I've been recently tasked to find a live video solution for an industrial device. In my case, I want to display video from a camera to a local LCD and simultaneously allow it to be live streamed over the web. By web, I mean that the most likely location of the client is on the same LAN, but this is not guaranteed. I figured this has to be a completely solved problem by now.
Anyway, so I've tried many of the recent protocols. I was really hoping that HLS would work, because it's so simple. For example, I can use the gstreamer "hlssink" to generate the files, and basically deliver video with a one-line shell script and any webserver. But the 7 second best case latency is unacceptable. I really want 1 second or better.

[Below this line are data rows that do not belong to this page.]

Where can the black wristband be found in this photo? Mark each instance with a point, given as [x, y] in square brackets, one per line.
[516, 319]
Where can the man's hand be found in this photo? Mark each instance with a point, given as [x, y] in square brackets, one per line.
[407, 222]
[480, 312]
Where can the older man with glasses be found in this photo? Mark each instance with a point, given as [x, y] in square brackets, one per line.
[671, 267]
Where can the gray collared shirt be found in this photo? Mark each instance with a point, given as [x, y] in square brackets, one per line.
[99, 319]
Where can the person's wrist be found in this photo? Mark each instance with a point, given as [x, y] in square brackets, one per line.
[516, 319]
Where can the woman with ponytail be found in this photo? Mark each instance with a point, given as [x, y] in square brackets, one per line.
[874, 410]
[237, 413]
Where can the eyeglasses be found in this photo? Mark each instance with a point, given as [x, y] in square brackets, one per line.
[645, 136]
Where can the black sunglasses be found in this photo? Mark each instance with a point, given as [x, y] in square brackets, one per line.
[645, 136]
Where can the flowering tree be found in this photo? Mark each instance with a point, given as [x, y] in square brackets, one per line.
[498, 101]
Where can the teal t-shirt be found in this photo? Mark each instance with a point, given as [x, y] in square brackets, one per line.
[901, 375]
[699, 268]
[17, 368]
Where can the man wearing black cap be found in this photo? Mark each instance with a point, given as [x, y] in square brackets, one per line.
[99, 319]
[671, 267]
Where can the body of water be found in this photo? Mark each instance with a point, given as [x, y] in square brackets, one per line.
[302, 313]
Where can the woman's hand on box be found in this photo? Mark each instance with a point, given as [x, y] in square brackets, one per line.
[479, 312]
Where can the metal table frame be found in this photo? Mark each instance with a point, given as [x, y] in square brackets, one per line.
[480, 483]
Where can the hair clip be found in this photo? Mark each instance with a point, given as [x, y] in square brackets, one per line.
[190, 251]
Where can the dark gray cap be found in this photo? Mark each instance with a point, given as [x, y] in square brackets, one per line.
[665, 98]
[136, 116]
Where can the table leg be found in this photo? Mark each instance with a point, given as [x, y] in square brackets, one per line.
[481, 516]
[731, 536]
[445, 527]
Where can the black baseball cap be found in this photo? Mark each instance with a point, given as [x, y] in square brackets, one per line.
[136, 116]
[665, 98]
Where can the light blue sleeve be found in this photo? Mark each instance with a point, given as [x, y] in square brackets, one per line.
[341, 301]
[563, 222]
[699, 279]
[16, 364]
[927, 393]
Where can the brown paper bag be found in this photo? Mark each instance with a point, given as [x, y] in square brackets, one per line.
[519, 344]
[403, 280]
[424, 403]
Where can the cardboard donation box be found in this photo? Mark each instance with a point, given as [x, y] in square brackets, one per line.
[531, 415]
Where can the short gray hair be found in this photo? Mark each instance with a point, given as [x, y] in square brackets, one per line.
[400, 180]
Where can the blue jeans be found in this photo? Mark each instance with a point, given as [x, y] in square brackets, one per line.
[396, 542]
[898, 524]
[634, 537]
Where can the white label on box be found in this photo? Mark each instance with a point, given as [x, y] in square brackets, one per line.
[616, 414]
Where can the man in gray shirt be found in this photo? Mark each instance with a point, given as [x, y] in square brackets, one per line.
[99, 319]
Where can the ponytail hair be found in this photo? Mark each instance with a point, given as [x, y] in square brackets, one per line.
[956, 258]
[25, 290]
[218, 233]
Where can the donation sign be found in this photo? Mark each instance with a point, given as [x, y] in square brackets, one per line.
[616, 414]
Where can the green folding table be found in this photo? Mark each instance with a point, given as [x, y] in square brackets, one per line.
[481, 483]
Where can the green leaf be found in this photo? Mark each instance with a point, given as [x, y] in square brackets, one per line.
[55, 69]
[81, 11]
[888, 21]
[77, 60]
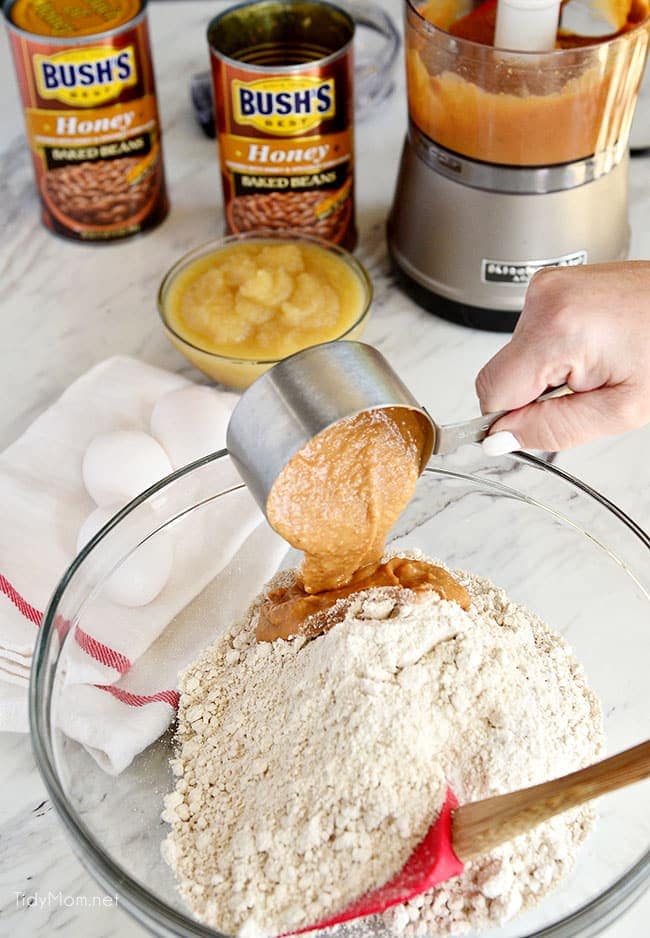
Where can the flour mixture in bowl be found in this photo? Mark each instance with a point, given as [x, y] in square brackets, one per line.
[309, 769]
[317, 737]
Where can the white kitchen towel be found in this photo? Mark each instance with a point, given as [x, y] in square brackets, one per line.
[120, 663]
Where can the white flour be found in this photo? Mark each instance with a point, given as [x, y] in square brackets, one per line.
[308, 771]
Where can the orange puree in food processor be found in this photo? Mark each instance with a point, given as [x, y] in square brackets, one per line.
[336, 500]
[521, 109]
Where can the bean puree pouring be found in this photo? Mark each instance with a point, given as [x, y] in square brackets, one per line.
[333, 432]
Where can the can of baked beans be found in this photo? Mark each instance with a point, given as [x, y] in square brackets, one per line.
[87, 86]
[282, 74]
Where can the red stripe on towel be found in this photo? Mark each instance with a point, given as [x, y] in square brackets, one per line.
[100, 652]
[93, 648]
[170, 697]
[26, 609]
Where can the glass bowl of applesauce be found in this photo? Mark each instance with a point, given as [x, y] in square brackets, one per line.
[550, 541]
[236, 306]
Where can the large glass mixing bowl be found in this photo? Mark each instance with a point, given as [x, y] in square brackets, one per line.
[550, 541]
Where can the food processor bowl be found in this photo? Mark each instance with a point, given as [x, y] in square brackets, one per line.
[550, 541]
[512, 163]
[521, 108]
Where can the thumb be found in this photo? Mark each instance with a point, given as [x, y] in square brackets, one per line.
[563, 422]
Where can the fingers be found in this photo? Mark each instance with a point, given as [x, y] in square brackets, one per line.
[514, 377]
[565, 421]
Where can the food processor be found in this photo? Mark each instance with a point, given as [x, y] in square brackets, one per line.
[513, 160]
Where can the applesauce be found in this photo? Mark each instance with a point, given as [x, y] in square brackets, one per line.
[237, 306]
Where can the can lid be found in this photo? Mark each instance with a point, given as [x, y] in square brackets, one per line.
[61, 19]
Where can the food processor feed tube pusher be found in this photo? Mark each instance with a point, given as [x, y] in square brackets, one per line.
[515, 157]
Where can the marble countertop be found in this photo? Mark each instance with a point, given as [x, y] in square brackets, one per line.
[66, 306]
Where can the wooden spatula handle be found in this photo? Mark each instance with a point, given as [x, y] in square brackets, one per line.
[480, 826]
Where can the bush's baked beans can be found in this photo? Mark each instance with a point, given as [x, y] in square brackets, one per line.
[87, 86]
[283, 92]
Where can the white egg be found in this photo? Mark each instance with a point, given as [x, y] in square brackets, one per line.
[143, 574]
[120, 464]
[191, 422]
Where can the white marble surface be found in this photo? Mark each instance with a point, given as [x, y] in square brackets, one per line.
[67, 306]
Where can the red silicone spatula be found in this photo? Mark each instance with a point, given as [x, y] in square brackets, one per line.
[461, 834]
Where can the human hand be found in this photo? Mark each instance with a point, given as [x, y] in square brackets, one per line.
[588, 327]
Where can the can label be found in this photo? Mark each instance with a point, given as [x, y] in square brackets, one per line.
[92, 123]
[285, 143]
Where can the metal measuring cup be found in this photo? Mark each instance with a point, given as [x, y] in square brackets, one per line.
[306, 393]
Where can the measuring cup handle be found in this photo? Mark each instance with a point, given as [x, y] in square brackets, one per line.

I looked at MPEG-DASH: it seems equivalent to HLS. Why would I use it when all of the MPEG-DASH examples fall back on HLS?
I looked at WebRTC, but I'm too nervous the build a product around the few sample client/server code bases I can find on github. They are not fully baked, and then I'm really depending on a non-standard solution.
I looked a Flash: but of course it's not desirable to use it these days.
So the solution that works for me happens to be the oldest: Motion JPEG, where I have to give up on using a good video compression (MPEG). I get below 1 second latency, and no coding (use ffmpeg + ffserver). Luckily Internet Explorer is dead enough that I don't have to worry about its non-support of it. It works everywhere else, including Microsoft-Edge. MJPEG is not great in that the latency can be higher if the client can't keep up. I think WebRTC is likely better here.
Conclusion: here we are in 2019 and the best low latency video delivery protocol is from the mid-90s. It's nuts. I'm open to suggestions in case I've missed anything.
A fairly long time ago (3-4) years I was tasked to do something fairly similar (though running on Android as the end client). HLS was one of the better options but came at the same costs you describe here. However it was fairly easy to reduce the block size to be less to favor response vs resilience. Essentially you trade buffer size and bitrate switching quality for more precise scrolling through the video and faster start times.
I had to hack it quite severely to get fast load with fair resilience for my usecase as the devices are restricted in performance and can have fairly low bandwidth. Since you're looking at a relatively fast connection, simply reducing the chunk size should get you to the target.
As a follow up - I've spent a couple years working on a video product based on WebRTC. This either works for a PoC where you just hack things together or on a large scale where you have time and resources to fight odd bugs and work through a spectrum of logistical hoops in setting it up. So unless you plan to have a large-ish deployment with people taking care of it I would stick to HLS or other simpler protocols.
> I looked a Flash: but of course it's not desirable to use it these days.
RTMP protocol has a lot of implementations and is still widely used for the backend part of transmitting video at a low latency (i.e. from the recorder to the server).
RTSP with or without interleaved stream is another option.
DASH/HLS is a solution for worldwide CDN delivery and browser based rendering. Poorly suited for low latency.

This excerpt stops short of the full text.